09/06/2018

L’humanisme et la rationalité...

61E51C6C-21B3-4DAE-AFBE-DA3A570621FA.jpeg*Ce haut lien de spiritualité qu’est le Mont Saint-Michel est tout indiqué pour méditer sur l’essence même de l’humanisme. Courant culturel européen - même si parfois récupéré politiquement, l’humanisme renoue dès ses débuts avec la civilisation gréco-romaine mais pas seulement. On ne saurait le confiner à ses origines toscanes et son développement en marge de la Renaissance. Sinon, le courant se heurterait à des résistances issues d’autres modes de pensées d’origine non occidentale mais pourtant très proche. Concentrons-nous sur la constellation des postulats qui l’animent. Je les décris de manière séquentielle : Le premier est que l’Homme est en possession de capacités intellectuelles potentiellement illimitées. Le second est que la quête du savoir et la maîtrise de diverses disciplines sont nécessaires au bon usage de ces facultés. Ensuite, il faut faciliter l’accès au savoir à toute personne quelles que soient ses origines ou sa langue. On encouragera ainsi la vulgarisation des textes religieux et scientifiques. Le constat établit, deux interrogations élémentaires se posent. Quant est-il de la mortalité de l’homme qui serait en possession de capacités intellectuelles illimitées ? Et si l’Humain peut dans son universalité dépasser les dogmes, les coutumes et autres croyances, quant est-il du Bien et du Mal ? Rappelons-le, l’humanisme encourage le libre-arbitre et la responsabilité individuelle.

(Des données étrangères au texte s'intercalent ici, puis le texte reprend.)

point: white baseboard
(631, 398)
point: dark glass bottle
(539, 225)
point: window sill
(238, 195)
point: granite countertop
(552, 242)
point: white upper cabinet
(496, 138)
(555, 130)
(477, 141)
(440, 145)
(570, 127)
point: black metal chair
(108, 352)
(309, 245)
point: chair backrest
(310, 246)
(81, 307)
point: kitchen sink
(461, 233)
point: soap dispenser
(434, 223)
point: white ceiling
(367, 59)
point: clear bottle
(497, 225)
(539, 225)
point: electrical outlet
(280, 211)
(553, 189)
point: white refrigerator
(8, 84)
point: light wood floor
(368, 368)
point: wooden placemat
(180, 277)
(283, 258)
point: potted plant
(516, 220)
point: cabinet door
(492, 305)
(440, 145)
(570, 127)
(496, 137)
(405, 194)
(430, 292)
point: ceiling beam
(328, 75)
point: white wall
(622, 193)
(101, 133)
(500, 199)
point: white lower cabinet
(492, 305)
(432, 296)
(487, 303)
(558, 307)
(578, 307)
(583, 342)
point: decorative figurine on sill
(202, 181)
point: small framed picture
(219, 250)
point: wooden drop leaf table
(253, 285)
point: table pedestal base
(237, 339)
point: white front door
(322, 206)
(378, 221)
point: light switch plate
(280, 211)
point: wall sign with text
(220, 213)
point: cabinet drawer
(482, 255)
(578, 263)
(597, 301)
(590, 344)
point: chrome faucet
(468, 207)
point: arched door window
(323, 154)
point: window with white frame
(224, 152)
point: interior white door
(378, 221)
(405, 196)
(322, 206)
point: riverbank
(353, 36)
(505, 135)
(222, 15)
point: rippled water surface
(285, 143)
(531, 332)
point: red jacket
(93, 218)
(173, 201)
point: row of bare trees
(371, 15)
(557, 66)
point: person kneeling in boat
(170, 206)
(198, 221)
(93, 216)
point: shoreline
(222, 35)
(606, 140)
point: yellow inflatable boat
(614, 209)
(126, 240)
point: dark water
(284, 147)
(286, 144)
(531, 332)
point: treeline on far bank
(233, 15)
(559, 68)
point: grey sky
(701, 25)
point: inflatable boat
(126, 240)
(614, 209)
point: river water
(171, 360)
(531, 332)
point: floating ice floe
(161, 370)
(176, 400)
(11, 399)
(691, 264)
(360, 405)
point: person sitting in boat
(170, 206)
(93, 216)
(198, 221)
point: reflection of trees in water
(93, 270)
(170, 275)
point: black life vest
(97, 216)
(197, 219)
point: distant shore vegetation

Par ailleurs, le libéralisme s’en inspirera. À la première question, André Comte-Sponville répond ainsi : « L’homme n’est pas mort : ni comme espèce, ni comme idée, ni comme idéal. Mais il est mortel; et c’est une raison de plus pour le défendre. » Autrement dit, ce que l’on fait de nos actes résonne pour l’éternité. D’où l’essence même de l’immortalité. La seule que l’on puisse assurer, pour l’heure, en l’état actuel de la science. Quant à la question de toujours se rapportant à l’existence du Bien et du Mal, une réponse adéquate est celle de la rationalité. L’éthique et la dignité ayant une place centrale pour l’humanisme, à chacun de se demander si tant ses paroles que ses actions sont rationnelles avec l’élévation de la condition humaine en général. Ce que l’on ne veut pas subir ni souffrir on ne le fait tout simplement pas à l’autre. L’autre étant à la fois tout et partie de l’humanité. La rationalité est indissociable de l’humanisme qui implique un engagement à la recherche de la vérité et de l’humanité.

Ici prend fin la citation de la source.